A graduação também inclui trabalhos no Hospital Universitário (HU) da USP, experiências profissionais em salas de parto, Unidades Básicas de Saúde (UBSs) e em setores de administração de serviços de saúde. O aluno é preparado para desempenhar suas funções com equipes de saúde e enfermagem em maternidades, centros ou casas de parto, ambulatórios, consultórios, unidades de saúde, domicílios ou em outros serviços de saúde pública ou privada, além da possibilidade de trabalho em instituições de ensino e pesquisa.

“A partir do segundo ano, a gente começa a ter disciplinas que são mais práticas, em laboratórios, por exemplo. As obrigatórias são realizadas no ICB [Instituto de Ciências Biomédicas], na Cidade Universitária. Lá, existem aulas de farmacologia, parasitologia, imunologia e microbiologia. Depois de mais um tempo de curso, fazemos disciplinas práticas, como pré-hospitais e estágios em hospitais e UBS. A gente aprende a puncionar veias e a fazer exames físicos”, conta Sandra.

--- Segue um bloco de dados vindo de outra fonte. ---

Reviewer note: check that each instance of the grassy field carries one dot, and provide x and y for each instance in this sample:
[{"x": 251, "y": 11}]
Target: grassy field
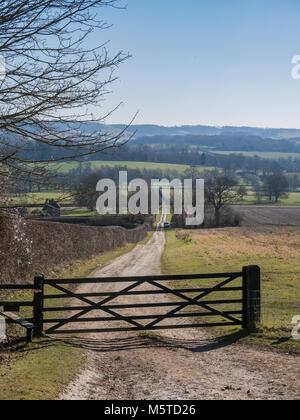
[
  {"x": 264, "y": 155},
  {"x": 167, "y": 167},
  {"x": 276, "y": 251},
  {"x": 41, "y": 370},
  {"x": 292, "y": 199}
]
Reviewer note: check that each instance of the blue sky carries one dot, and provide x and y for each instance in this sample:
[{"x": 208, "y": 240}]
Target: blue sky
[{"x": 215, "y": 62}]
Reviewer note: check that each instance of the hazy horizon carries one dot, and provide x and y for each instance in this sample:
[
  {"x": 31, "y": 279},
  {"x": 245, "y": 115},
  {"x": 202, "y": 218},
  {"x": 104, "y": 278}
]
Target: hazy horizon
[{"x": 206, "y": 63}]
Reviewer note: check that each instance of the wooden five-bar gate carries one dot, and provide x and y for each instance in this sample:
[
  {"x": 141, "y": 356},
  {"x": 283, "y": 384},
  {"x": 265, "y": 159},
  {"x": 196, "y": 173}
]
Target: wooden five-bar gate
[{"x": 244, "y": 311}]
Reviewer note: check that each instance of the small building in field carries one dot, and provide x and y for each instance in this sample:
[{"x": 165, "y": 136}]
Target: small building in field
[{"x": 51, "y": 208}]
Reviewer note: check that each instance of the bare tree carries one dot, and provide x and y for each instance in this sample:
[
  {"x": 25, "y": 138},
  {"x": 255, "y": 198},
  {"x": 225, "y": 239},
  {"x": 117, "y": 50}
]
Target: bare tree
[
  {"x": 52, "y": 79},
  {"x": 221, "y": 192}
]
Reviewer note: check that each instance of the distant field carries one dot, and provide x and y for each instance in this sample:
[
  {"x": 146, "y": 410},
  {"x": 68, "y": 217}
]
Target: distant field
[
  {"x": 293, "y": 199},
  {"x": 265, "y": 155},
  {"x": 168, "y": 167}
]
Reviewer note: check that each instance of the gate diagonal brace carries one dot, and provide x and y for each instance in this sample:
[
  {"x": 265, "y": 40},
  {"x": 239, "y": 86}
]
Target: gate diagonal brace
[
  {"x": 95, "y": 306},
  {"x": 191, "y": 301}
]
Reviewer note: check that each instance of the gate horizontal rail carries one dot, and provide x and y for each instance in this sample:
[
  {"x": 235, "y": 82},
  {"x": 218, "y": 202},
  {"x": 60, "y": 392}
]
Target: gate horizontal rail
[{"x": 143, "y": 278}]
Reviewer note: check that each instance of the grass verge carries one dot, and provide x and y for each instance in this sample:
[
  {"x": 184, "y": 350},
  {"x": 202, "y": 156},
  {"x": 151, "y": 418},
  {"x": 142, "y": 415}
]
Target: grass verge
[{"x": 41, "y": 370}]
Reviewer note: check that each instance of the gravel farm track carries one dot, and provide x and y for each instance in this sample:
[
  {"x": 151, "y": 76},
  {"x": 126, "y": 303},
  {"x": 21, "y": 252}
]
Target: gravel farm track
[{"x": 175, "y": 364}]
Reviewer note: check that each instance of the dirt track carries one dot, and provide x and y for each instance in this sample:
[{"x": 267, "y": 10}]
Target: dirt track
[{"x": 176, "y": 364}]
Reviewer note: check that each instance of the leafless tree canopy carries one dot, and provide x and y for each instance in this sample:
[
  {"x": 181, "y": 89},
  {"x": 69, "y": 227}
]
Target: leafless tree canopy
[{"x": 52, "y": 78}]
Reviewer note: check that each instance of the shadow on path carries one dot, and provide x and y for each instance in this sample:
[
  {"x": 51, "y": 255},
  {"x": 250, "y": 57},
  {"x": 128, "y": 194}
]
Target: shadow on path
[{"x": 149, "y": 341}]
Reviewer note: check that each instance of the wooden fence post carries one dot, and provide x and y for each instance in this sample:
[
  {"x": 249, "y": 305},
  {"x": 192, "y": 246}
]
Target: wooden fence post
[
  {"x": 251, "y": 298},
  {"x": 38, "y": 305}
]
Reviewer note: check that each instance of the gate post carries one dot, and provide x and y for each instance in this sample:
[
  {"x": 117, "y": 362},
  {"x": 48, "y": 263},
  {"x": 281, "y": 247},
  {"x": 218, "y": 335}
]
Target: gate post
[
  {"x": 38, "y": 305},
  {"x": 251, "y": 298}
]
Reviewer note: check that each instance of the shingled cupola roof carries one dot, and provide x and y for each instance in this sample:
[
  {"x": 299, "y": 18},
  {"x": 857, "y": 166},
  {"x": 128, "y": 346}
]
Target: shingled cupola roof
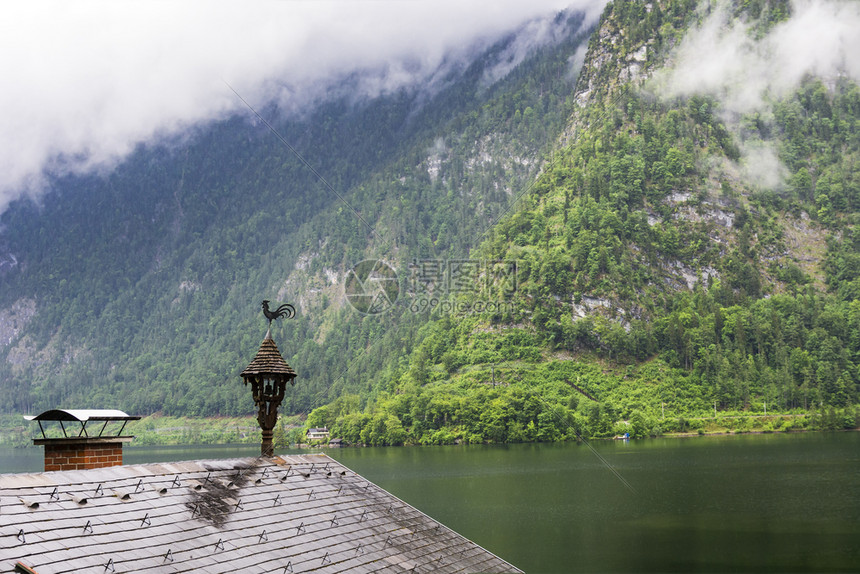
[{"x": 268, "y": 361}]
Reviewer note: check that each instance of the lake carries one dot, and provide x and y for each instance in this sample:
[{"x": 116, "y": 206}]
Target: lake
[{"x": 749, "y": 503}]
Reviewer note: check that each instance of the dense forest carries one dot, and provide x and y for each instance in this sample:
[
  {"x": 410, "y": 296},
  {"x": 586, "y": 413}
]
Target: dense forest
[{"x": 617, "y": 271}]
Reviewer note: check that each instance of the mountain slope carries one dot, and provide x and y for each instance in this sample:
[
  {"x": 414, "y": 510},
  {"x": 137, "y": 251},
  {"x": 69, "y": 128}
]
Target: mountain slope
[
  {"x": 140, "y": 288},
  {"x": 660, "y": 278}
]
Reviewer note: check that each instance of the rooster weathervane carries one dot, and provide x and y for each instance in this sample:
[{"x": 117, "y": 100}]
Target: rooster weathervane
[{"x": 286, "y": 310}]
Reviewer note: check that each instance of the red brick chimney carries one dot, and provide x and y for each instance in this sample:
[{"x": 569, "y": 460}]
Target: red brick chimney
[{"x": 82, "y": 451}]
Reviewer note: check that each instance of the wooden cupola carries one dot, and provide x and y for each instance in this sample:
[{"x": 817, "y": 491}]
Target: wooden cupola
[{"x": 268, "y": 375}]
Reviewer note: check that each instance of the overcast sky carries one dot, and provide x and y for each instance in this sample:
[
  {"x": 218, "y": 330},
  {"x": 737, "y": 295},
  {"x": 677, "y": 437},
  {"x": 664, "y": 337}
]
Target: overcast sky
[
  {"x": 722, "y": 58},
  {"x": 84, "y": 82}
]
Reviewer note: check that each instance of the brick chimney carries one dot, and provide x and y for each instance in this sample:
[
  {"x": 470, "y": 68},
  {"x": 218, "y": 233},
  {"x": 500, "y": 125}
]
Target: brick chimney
[{"x": 83, "y": 451}]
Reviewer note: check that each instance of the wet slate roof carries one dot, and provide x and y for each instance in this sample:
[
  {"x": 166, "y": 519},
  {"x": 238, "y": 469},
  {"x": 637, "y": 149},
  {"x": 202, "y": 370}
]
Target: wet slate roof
[{"x": 303, "y": 513}]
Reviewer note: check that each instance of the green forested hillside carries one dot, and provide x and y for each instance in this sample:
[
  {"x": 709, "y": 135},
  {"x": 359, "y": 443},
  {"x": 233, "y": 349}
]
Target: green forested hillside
[
  {"x": 140, "y": 288},
  {"x": 657, "y": 290}
]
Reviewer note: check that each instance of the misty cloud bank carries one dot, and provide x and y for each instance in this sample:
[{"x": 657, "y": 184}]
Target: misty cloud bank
[
  {"x": 721, "y": 58},
  {"x": 87, "y": 82}
]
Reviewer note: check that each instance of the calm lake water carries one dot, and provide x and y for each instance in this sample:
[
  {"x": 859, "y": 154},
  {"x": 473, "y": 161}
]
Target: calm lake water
[{"x": 751, "y": 503}]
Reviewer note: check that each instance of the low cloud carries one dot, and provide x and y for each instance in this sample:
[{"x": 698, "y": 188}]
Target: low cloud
[
  {"x": 722, "y": 58},
  {"x": 87, "y": 82}
]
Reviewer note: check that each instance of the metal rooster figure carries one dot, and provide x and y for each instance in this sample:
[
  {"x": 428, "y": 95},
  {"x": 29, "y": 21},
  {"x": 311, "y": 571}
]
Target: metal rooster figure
[{"x": 286, "y": 310}]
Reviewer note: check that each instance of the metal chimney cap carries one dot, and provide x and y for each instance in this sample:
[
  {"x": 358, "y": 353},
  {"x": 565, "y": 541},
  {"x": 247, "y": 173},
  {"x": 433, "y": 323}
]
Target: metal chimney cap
[{"x": 82, "y": 415}]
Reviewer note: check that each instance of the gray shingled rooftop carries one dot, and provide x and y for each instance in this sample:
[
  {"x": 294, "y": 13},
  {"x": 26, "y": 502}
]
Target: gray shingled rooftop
[{"x": 302, "y": 513}]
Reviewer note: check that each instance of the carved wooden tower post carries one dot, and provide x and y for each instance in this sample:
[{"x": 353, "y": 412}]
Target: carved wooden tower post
[{"x": 269, "y": 374}]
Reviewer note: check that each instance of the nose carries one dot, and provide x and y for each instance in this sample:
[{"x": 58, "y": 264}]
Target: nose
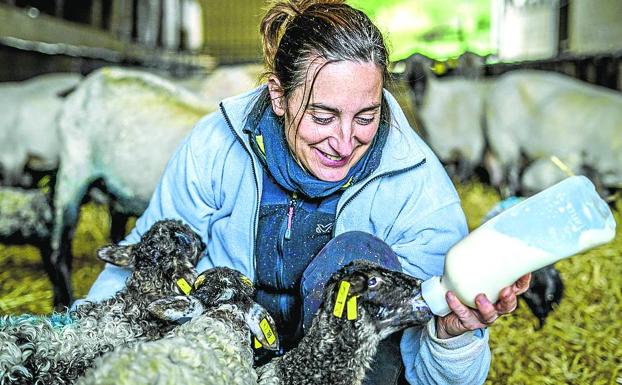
[{"x": 342, "y": 139}]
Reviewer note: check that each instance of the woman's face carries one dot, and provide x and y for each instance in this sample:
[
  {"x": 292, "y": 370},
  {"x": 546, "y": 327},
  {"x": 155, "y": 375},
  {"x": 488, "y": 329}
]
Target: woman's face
[{"x": 340, "y": 122}]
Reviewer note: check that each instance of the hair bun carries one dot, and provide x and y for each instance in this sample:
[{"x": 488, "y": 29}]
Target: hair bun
[{"x": 273, "y": 25}]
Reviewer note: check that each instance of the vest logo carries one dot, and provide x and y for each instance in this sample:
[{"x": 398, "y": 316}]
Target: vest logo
[{"x": 324, "y": 229}]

Com 435 obstetrizes formados desde 2005, Nadia destaca que o feedback dos profissionais tem sido muito positivo. “A gente vê os egressos envolvidos na assistência, nesse projeto de humanização e melhoria da qualidade da saúde das mulheres. Acho que se você conversar com qualquer aluna do curso, ela vai comentar que aprendeu e mudou a forma de pensar e de agir como mulher. Tornou-se mais feminista e começou a entender melhor as questões relacionadas aos gêneros, direitos humanos, sexualidade e diversidade étnico-racial”, finaliza a coordenadora.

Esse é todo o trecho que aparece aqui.